The aim of the exercise was to use variable tone ‘values’ to give the impression of three dimensionality, using conte or charcoal on a large sheet of paper.
First Attempt: Compressed charcoal stick on A2 cartridge paper.
I observed a wide range of tones in the subject, but the charcoal stick I used was much too black, resulting in a picture that was much too dark overall. It was very hard to create subtle medium tones and highlights. The lemon started out the wrong shape and my attempt to correct it was messy. The shadows are much too dark and failed to represent the variations in pattern and gradation of shadows I wanted to recreate. I was pleased with the top of the pepper, where I had left enough white paper to create interesting highlights and shape.
There were in fact two light sources; I realised later that I had set up a desk lamp as a primary light source, but that the window behind me was also throwing light on the subject and complicating things!
I wasn’t sure I liked the effect made using the side of the charcoal stick on the paper- a rough mottled effect. In places I tried smudging the charcoal with my finger to create solid smooth areas of tone. I think both methods worked in some areas of the picture but not in others.
Second attempt: willow charcoal on cartridge paper (A2)
Willow charcoal was much more forgiving and less intensely black than the compressed charcoal so it was easier to generate mid-tones. Nevertheless, I felt the picture still tended towards being too dark. I started off doing quite a lot of work using the side of the charcoal, but I was still in two minds about whether I liked the resulting texture…. so it developed into a combination of smudged areas and more obviously drawn hatched lines. It was also possible to use the putty rubber effectively to lift off tone and create highlights.
I was pleased with the pepper and the overall relationship of the arrangement with the shadows. There was definite variation in tone, from white to black, across the whole picture and I was able to bring out subtleties in intensity of shadow. I am happier with the lemon than in my previous attempt, although I was still struggling to depict its skin texture.

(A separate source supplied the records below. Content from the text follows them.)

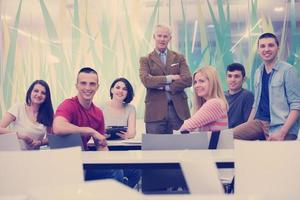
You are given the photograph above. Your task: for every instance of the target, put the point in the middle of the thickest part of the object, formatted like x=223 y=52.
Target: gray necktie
x=163 y=57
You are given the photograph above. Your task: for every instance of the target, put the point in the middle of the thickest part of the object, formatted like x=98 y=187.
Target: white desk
x=104 y=159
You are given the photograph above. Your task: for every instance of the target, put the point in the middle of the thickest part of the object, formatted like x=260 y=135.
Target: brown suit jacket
x=153 y=75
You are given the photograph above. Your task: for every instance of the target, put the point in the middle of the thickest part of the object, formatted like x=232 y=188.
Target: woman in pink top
x=210 y=105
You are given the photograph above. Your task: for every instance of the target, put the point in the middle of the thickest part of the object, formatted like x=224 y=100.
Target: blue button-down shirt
x=284 y=94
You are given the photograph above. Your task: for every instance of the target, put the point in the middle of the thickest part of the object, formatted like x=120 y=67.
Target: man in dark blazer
x=165 y=74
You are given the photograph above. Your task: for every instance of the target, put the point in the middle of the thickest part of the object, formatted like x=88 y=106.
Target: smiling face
x=268 y=49
x=87 y=85
x=201 y=85
x=162 y=36
x=235 y=81
x=119 y=91
x=38 y=94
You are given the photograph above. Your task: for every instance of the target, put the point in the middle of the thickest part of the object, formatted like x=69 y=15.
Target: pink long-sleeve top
x=210 y=117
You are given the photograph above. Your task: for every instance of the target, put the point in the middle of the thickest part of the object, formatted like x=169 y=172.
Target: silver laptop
x=9 y=142
x=64 y=141
x=174 y=141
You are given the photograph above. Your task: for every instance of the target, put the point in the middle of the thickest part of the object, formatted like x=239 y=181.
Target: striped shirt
x=210 y=117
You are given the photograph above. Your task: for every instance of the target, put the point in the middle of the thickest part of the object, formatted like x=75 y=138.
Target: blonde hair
x=215 y=90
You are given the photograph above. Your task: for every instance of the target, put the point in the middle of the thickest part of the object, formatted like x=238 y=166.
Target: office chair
x=268 y=169
x=22 y=171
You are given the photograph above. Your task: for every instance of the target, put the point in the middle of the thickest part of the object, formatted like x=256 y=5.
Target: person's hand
x=277 y=136
x=30 y=142
x=124 y=135
x=99 y=139
x=35 y=144
x=24 y=136
x=175 y=77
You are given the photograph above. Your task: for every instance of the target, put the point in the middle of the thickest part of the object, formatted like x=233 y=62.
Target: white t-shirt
x=23 y=125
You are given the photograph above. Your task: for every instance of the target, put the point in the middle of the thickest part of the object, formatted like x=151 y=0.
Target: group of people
x=272 y=113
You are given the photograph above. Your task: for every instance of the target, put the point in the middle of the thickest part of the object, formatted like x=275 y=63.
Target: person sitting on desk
x=79 y=115
x=33 y=119
x=210 y=105
x=118 y=111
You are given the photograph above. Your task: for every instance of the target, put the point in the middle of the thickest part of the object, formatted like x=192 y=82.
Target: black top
x=240 y=105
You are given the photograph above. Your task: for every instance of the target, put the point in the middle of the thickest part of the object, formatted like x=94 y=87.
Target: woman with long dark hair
x=33 y=119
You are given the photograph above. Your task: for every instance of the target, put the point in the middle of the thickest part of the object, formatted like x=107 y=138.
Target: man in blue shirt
x=276 y=107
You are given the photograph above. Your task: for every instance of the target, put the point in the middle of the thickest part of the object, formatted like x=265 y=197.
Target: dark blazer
x=153 y=75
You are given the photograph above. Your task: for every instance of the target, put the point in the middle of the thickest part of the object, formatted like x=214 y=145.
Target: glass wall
x=52 y=39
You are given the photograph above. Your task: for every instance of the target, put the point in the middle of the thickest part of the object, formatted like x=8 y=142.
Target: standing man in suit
x=165 y=74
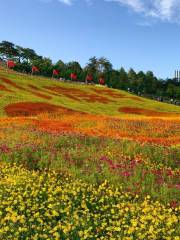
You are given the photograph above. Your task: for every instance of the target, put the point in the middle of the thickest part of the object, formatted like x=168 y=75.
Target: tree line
x=141 y=83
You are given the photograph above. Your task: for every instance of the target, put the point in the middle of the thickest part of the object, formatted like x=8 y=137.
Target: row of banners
x=73 y=76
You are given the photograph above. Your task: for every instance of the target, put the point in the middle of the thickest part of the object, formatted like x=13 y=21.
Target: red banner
x=35 y=69
x=73 y=76
x=101 y=81
x=89 y=78
x=11 y=64
x=55 y=72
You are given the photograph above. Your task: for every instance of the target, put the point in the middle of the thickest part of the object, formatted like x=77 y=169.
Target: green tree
x=8 y=50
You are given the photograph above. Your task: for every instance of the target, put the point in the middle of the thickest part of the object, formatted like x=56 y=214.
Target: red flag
x=55 y=72
x=89 y=78
x=11 y=64
x=34 y=69
x=73 y=76
x=101 y=81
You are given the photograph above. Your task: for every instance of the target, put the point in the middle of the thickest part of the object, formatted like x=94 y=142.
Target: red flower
x=55 y=72
x=101 y=81
x=11 y=64
x=35 y=69
x=73 y=76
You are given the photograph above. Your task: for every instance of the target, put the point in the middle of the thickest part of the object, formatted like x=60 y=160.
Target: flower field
x=86 y=162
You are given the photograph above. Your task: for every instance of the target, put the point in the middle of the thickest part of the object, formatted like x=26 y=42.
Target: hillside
x=86 y=162
x=16 y=88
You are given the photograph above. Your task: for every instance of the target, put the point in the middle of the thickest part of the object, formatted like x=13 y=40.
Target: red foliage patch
x=7 y=81
x=29 y=108
x=3 y=88
x=145 y=112
x=38 y=94
x=78 y=95
x=113 y=94
x=137 y=99
x=108 y=92
x=33 y=87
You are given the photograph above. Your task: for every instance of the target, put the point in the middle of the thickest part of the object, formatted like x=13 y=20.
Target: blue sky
x=142 y=34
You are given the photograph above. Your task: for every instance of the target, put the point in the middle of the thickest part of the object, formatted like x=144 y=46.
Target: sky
x=139 y=34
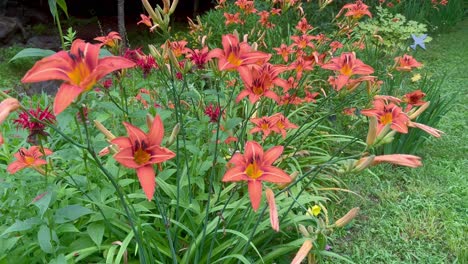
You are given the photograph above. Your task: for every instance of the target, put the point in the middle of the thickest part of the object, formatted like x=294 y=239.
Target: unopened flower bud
x=347 y=217
x=421 y=109
x=173 y=137
x=303 y=230
x=104 y=130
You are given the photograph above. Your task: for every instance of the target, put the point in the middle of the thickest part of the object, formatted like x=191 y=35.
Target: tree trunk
x=121 y=22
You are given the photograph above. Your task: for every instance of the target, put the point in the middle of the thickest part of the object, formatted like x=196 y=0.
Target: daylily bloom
x=140 y=151
x=281 y=124
x=356 y=10
x=236 y=54
x=110 y=40
x=273 y=210
x=255 y=166
x=302 y=41
x=80 y=68
x=262 y=124
x=303 y=26
x=347 y=65
x=198 y=57
x=147 y=21
x=284 y=51
x=414 y=98
x=6 y=107
x=259 y=81
x=399 y=159
x=406 y=63
x=26 y=158
x=388 y=114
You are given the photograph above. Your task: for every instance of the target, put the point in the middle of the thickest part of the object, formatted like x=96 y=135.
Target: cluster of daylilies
x=81 y=70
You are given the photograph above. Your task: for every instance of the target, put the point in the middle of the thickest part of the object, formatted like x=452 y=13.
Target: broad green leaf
x=43 y=203
x=32 y=52
x=22 y=225
x=96 y=232
x=45 y=236
x=70 y=213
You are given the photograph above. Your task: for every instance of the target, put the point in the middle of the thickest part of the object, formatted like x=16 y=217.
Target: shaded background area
x=30 y=23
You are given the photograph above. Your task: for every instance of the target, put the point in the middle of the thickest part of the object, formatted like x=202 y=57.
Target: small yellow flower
x=314 y=211
x=416 y=77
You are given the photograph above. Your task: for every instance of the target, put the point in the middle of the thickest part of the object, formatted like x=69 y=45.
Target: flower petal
x=275 y=175
x=65 y=96
x=272 y=154
x=235 y=174
x=255 y=193
x=15 y=166
x=126 y=158
x=147 y=178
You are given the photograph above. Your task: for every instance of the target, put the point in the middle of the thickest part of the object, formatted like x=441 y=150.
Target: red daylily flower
x=198 y=57
x=236 y=54
x=28 y=158
x=388 y=114
x=347 y=65
x=406 y=63
x=110 y=40
x=303 y=26
x=264 y=125
x=140 y=151
x=273 y=210
x=259 y=81
x=399 y=159
x=254 y=167
x=80 y=68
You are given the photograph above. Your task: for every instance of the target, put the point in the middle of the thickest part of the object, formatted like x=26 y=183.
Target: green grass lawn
x=420 y=215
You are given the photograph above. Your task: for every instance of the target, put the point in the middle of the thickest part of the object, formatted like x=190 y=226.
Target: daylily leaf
x=96 y=232
x=22 y=225
x=70 y=213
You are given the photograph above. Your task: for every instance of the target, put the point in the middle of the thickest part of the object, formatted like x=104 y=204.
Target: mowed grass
x=419 y=215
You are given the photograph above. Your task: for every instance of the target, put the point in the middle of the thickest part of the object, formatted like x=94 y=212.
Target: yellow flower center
x=346 y=70
x=386 y=119
x=234 y=60
x=79 y=74
x=253 y=170
x=29 y=160
x=141 y=156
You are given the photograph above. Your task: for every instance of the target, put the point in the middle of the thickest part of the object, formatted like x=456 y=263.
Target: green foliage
x=390 y=31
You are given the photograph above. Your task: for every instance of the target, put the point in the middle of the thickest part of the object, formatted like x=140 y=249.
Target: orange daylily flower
x=303 y=26
x=26 y=158
x=399 y=159
x=347 y=65
x=6 y=107
x=284 y=51
x=110 y=40
x=140 y=151
x=356 y=10
x=236 y=54
x=80 y=68
x=406 y=63
x=259 y=81
x=255 y=166
x=262 y=124
x=388 y=114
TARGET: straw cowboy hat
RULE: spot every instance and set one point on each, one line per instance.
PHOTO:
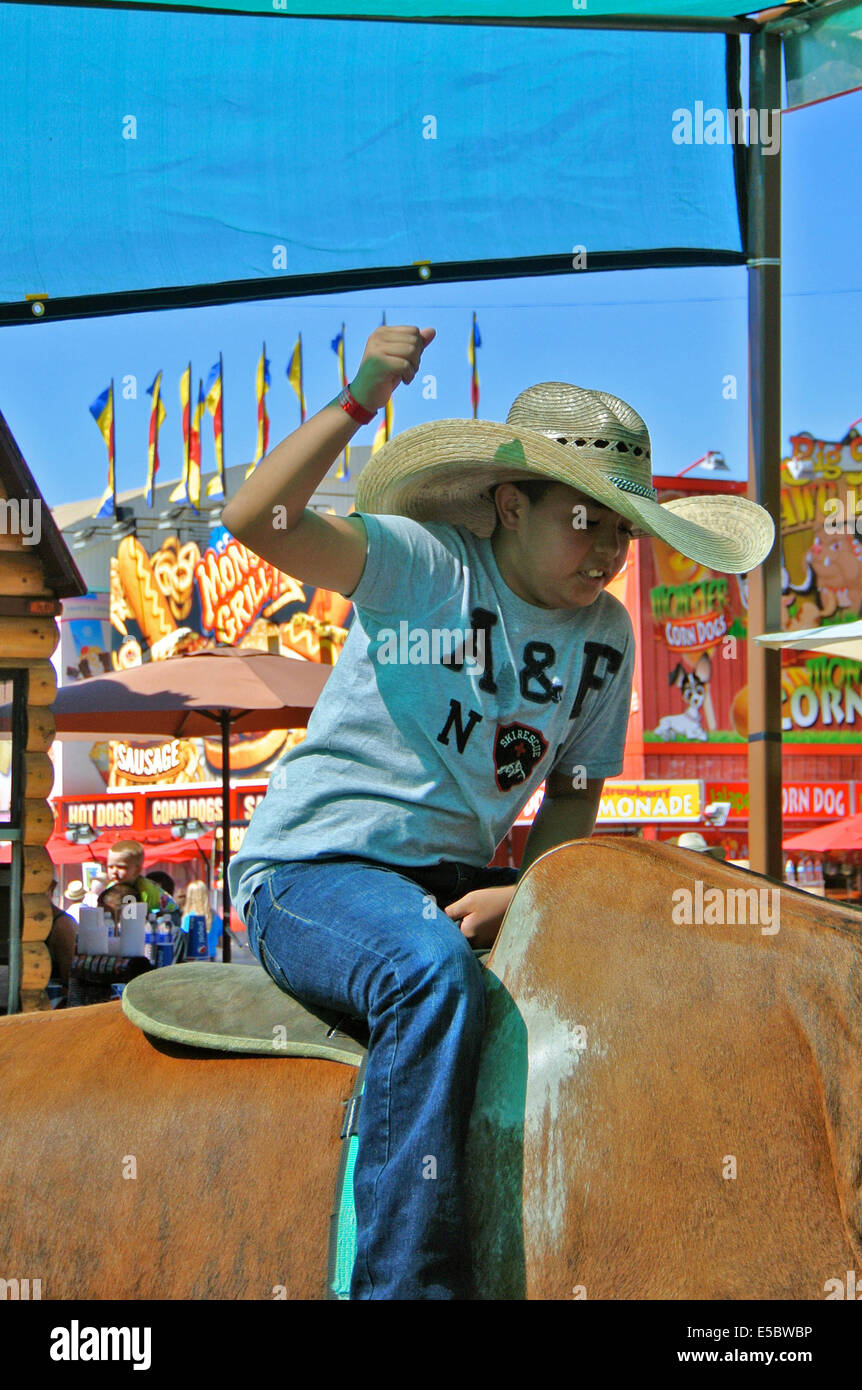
(588, 439)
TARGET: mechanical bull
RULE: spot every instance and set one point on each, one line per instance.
(666, 1108)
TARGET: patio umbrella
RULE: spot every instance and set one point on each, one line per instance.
(238, 690)
(841, 834)
(839, 640)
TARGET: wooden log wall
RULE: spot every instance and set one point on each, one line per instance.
(29, 642)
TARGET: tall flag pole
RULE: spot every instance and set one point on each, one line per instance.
(181, 491)
(263, 420)
(476, 342)
(195, 449)
(295, 378)
(217, 485)
(338, 348)
(384, 430)
(102, 412)
(157, 414)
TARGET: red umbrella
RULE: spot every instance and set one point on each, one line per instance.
(841, 834)
(237, 690)
(64, 852)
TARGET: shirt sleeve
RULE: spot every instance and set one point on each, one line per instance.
(598, 741)
(406, 566)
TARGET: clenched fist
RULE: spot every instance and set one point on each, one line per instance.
(481, 913)
(391, 356)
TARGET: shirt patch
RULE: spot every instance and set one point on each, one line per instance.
(517, 748)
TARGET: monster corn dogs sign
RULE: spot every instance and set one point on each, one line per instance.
(181, 599)
(695, 673)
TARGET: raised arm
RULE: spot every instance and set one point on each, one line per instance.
(270, 512)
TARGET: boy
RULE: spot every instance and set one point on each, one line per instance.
(125, 862)
(362, 875)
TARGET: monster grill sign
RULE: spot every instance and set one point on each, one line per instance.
(234, 587)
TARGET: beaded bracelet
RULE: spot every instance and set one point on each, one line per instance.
(353, 407)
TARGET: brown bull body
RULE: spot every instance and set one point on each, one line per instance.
(665, 1109)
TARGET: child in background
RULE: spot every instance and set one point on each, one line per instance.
(198, 905)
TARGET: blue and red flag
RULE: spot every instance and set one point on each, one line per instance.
(157, 414)
(102, 412)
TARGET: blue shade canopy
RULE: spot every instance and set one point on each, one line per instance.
(823, 56)
(153, 152)
(702, 10)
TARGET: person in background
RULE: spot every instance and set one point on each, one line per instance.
(125, 865)
(74, 897)
(91, 897)
(61, 945)
(166, 881)
(694, 840)
(113, 897)
(198, 904)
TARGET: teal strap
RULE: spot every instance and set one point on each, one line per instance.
(342, 1226)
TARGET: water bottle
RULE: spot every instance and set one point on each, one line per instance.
(198, 948)
(164, 941)
(149, 950)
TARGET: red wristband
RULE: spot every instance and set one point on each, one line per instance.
(353, 407)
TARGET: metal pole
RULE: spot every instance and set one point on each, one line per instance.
(763, 246)
(225, 834)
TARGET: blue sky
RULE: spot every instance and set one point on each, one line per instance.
(665, 341)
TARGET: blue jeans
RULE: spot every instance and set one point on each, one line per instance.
(369, 940)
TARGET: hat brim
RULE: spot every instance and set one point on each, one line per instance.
(442, 470)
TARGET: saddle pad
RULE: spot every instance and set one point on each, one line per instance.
(238, 1008)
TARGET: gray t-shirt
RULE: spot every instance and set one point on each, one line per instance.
(451, 702)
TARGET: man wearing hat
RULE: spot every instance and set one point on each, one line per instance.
(363, 875)
(694, 840)
(74, 897)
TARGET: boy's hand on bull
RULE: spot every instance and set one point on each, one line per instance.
(391, 356)
(481, 913)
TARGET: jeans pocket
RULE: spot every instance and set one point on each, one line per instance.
(274, 970)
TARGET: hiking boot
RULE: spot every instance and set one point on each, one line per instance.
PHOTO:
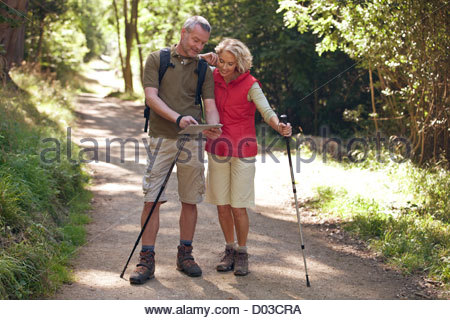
(241, 264)
(186, 263)
(145, 269)
(227, 262)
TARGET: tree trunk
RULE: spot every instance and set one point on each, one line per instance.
(116, 13)
(128, 75)
(41, 38)
(138, 42)
(372, 96)
(13, 38)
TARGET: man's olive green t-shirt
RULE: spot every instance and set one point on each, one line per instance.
(177, 90)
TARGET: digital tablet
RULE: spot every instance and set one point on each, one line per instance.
(198, 128)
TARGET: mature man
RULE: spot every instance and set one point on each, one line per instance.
(172, 104)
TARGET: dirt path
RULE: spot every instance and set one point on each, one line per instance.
(337, 268)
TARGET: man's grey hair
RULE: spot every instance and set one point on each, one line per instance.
(193, 21)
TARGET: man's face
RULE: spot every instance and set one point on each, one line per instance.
(192, 43)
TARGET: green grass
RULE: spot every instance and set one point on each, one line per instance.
(404, 215)
(42, 206)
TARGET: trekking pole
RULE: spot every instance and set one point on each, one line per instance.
(283, 119)
(183, 141)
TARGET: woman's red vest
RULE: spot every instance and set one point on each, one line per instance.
(237, 115)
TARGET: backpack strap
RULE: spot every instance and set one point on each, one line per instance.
(201, 72)
(164, 64)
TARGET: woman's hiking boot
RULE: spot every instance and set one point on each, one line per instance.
(227, 262)
(186, 263)
(241, 264)
(145, 269)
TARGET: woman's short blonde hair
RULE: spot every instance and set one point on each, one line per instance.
(239, 50)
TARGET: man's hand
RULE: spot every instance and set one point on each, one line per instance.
(285, 129)
(186, 121)
(212, 133)
(210, 57)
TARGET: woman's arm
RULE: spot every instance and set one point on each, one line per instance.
(256, 95)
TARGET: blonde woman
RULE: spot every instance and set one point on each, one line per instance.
(231, 158)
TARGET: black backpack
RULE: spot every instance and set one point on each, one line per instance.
(164, 63)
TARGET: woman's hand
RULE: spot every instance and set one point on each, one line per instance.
(284, 129)
(210, 57)
(212, 133)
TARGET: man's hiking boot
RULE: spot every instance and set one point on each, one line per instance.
(227, 262)
(186, 263)
(145, 269)
(241, 264)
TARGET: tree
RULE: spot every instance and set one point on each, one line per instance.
(405, 43)
(12, 33)
(293, 76)
(130, 25)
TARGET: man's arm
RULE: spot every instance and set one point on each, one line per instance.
(162, 109)
(212, 117)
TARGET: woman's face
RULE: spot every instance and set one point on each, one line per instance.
(227, 65)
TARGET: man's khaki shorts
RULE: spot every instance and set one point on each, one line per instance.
(231, 181)
(190, 169)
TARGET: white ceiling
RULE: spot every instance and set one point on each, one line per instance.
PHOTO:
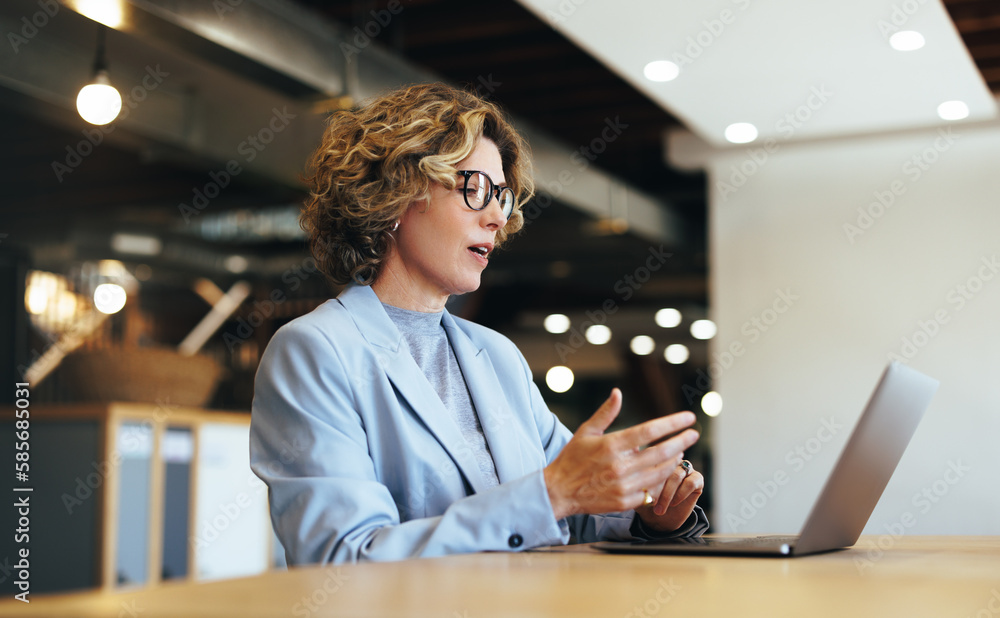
(760, 61)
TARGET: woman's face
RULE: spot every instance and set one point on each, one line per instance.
(443, 246)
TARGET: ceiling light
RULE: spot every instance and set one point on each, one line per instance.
(953, 110)
(906, 40)
(741, 133)
(703, 329)
(136, 244)
(99, 102)
(559, 378)
(107, 12)
(668, 318)
(711, 403)
(642, 345)
(556, 323)
(676, 353)
(598, 334)
(109, 298)
(661, 71)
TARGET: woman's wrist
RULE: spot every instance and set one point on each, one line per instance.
(560, 508)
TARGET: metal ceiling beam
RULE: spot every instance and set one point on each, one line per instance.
(237, 61)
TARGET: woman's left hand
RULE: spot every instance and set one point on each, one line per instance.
(675, 502)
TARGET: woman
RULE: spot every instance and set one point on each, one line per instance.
(386, 428)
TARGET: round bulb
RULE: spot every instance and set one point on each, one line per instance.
(676, 353)
(598, 334)
(109, 298)
(556, 323)
(559, 378)
(642, 345)
(99, 102)
(703, 329)
(711, 403)
(667, 318)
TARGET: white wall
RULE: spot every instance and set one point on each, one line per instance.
(857, 298)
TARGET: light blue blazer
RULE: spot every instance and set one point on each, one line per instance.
(364, 462)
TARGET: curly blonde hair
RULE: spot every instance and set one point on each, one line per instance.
(374, 162)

Third attempt: willow charcoal on textured multi-media paper (A2)
I set up this composition with the deliberate intention of capturing reflected light and very definite shadows and reflections on a smooth object. I tried really hard to draw only what I could see and felt I had made a decent stab at it. There were significant areas of reflected light under the egg and the shadow contained a lot of gradation of tone. Such a simple subject was very exposing of any failure to observe what was in front of me!
However, I had taken delivery of some new paper, as I had run out of the cartridge paper I had been using, and it’s texture (purchased for a substantial tooth) was too rough, rather like watercolour paper. The resulting effect was therefore over-textured, which I did not like, because it was hard to make smooth marks. I am struggling to find a paper which I like for charcoal/pastel work.